With row compression, our gain is around 1.5% only. So we could definitely benefit from Page compression in this case.

 

Implementation:
So here we go with the implementation:

--Change the datatype from nvarchar(400) to varchar(400)
alter table [dbo].[Order_Details] alter column [Specifications] varchar(400) null

--Compress the clustered index using PAGE compression:
alter index all on [dbo].[Order_Details] rebuild with (fillfactor = 95, Data_Compression = PAGE, maxdop = 1)

--Compress the table using PAGE compression (Not necessary if the above step is done):
alter table [dbo].[Order_Details] rebuild Partition = All with (Data_Compression = PAGE, maxdop = 1)



Testing:

Now let's run our script again to see the row density and table sizes:

/*******************************
NAME : Table Size script.
Author : Suresh K Maganti
Purpose: Get Pages, pages per row, Table size for each table. Find large tables with low row-density.
********************************/
if OBJECT_ID('tempdb..#TEMP') is not null
drop table #TEMP

create table #TEMP (Table_Name varchar(100) null
,Pages int null
,Rows_Per_Page decimal(28,4) null
,Rows_in_Table as convert(decimal(28, 0), Pages * Rows_Per_Page)
,Table_Size_MB as convert(decimal(28, 0), (convert(decimal(28,2), Pages) * 8192.00) / (1024.00 * 1024.00)))


insert into #TEMP (Table_Name, Pages, Rows_Per_Page)
exec sp_msforeachtable 'select ''?'', count (Page_Number) Numer_of_Pages_in_Table, isnull(Avg (isnull(convert(decimal(28, 4), Rows_Per_Page), 0.0000)), 0.0000) Avg_Rows_Per_Page
from
(select substring(SUBSTRING(File_Page_Row, CHARINDEX('':'', File_Page_Row, 1) + 1, 100), 1, charindex('':'', SUBSTRING(File_Page_Row, CHARINDEX('':'', File_Page_Row, 1) + 1, 100), 1)-1) Page_Number, COUNT(1) Rows_Per_Page
from
(select sys.fn_PhysLocFormatter (%%physloc%%) File_Page_Row from ?) a
group by substring(SUBSTRING(File_Page_Row, CHARINDEX('':'', File_Page_Row, 1) + 1, 100), 1, charindex('':'', SUBSTRING(File_Page_Row, CHARINDEX('':'',

File_Page_Row, 1) + 1, 100), 1)-1)) b'



select * from #TEMP
order by 2 desc, 3 asc

if OBJECT_ID('tempdb..#TEMP') is not null
drop table #TEMP



Here is the result set:

Table_Name Pages Rows_Per_Page Rows_in_Table Table_Size_MB
----------------------------------- ------------- ------------------------ ----------------------- ---------------
[dbo].[Order_Details] 51103 68.7081 3511190 399
[dbo].[Order_Master] 3345 83.1629 278180 26
[dbo].[Customer_Details] 2376 526.0118 1249804 19
[dbo].[Customer_Master] 358 404.1006 144668 3
...

Please note that for the table, [dbo].[Order_Details] the row density(rows per page) has gone up from 35 to 68 now. At the same time, the table size itself has come down from 783MB to 399MB, a saving of almost 50% disc space. But that is not all. Let's try to compare the statistics before and after our changes to the Order_Details table by simply getting its rowcount using the following code:

set statistics io on
set statistics time on
set statistics profile on

select COUNT(1) from dbo.Order_Details with (nolock)

set statistics io off
set statistics time off
set statistics profile off

 

Before changes:
Table 'Order_Details'. Scan count 3, logical reads 79825, physical reads 0, read-ahead reads 0, lob logical reads 0, lob physical reads 0, lob read-ahead reads 0.

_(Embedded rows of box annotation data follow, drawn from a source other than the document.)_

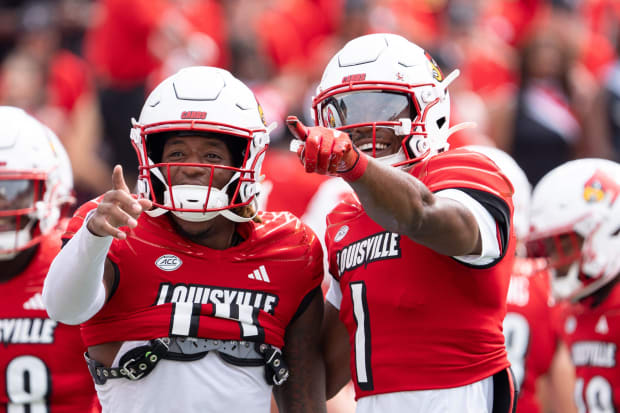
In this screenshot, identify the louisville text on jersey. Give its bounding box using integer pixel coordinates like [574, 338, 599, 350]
[336, 231, 401, 276]
[155, 283, 278, 314]
[0, 318, 57, 344]
[571, 341, 616, 367]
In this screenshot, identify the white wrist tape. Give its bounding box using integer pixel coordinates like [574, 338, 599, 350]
[43, 217, 113, 324]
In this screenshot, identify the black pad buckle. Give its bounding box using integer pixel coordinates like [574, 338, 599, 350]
[257, 344, 289, 386]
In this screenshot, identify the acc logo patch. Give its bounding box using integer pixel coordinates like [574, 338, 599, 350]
[424, 52, 443, 82]
[155, 254, 183, 271]
[334, 225, 349, 242]
[583, 171, 620, 203]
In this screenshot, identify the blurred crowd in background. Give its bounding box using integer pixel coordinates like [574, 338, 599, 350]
[0, 0, 620, 208]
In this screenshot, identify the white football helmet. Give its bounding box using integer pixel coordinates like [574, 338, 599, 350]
[528, 159, 620, 301]
[465, 145, 532, 241]
[0, 106, 75, 260]
[312, 33, 470, 166]
[131, 66, 275, 222]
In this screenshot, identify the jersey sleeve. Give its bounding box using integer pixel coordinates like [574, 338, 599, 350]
[411, 148, 514, 258]
[437, 189, 501, 266]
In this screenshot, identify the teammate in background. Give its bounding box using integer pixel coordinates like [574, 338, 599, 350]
[288, 34, 515, 413]
[528, 158, 620, 413]
[466, 145, 577, 413]
[0, 106, 99, 413]
[43, 67, 325, 413]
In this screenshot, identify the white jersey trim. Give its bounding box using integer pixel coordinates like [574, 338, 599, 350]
[435, 189, 501, 266]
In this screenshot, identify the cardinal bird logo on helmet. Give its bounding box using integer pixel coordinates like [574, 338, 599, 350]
[424, 51, 443, 82]
[583, 170, 620, 203]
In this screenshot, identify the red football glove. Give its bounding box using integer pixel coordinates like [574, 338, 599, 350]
[286, 116, 368, 181]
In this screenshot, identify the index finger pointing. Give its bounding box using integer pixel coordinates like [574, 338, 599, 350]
[286, 116, 308, 141]
[112, 165, 129, 192]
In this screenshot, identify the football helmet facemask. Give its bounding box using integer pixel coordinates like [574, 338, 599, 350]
[528, 159, 620, 301]
[312, 33, 471, 166]
[0, 106, 75, 260]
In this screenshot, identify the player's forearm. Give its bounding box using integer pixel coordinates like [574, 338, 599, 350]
[350, 158, 433, 238]
[43, 220, 112, 324]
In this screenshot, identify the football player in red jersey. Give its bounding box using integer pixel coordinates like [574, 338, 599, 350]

SQL Server Execution Times: CPU time = 500 ms, elapsed time = 247 ms.

After changes:

Table 'Order_Details'. Scan count 3, logical reads 51193, physical reads 0, read-ahead reads 0, lob logical reads 0, lob physical reads 0, lob read-ahead reads 0.

SQL Server Execution Times: CPU time = 483 ms, elapsed time = 241 ms.

 

You may note that the logical reads have come down by almost 36%. CPU time has reduced only marginally because there is a storage overhead due to compression. However reduction in logical reads enhances performance when this same table is joined with other tables.

Conclusion:

Required Design changes can be ascertained by our script.
Implemenation of optimal datatypes and appropriate compression level could reduce the disc space usage by around 50% and logical reads by around 36%. (Please note that these results could vary by tables depending on the datatypes and characteristics of the columns within the tables.)
Different studies show an increase in CPU utilization by 1% to 2% due to compression (not in our specific case though). So please do test and verify your improvements before implementation.

Friday, June 25, 2010

Database File Usage & Growth

In this article, I would focus on finding empty claimable spaces within databases. Once found, the space can be claimed back using various methods which we would discuss in a later article.

The following script provides the details on a database, its data and log files, the respective filegroups which they logically belong to, the current fize size, the actual space used in the file and the growth factor for the file. I have used this code with the system stored procedure, sp_msforeachdb so as to gather this data for all databases on the server. It may be noted that the temporary table that is being used here, #temp_Data_Sizes is compressed. The next SELECT statement then displays those database files that have 50% or more free space in them. The TSQL code here is for Microsoft SQL Server 2008 and later.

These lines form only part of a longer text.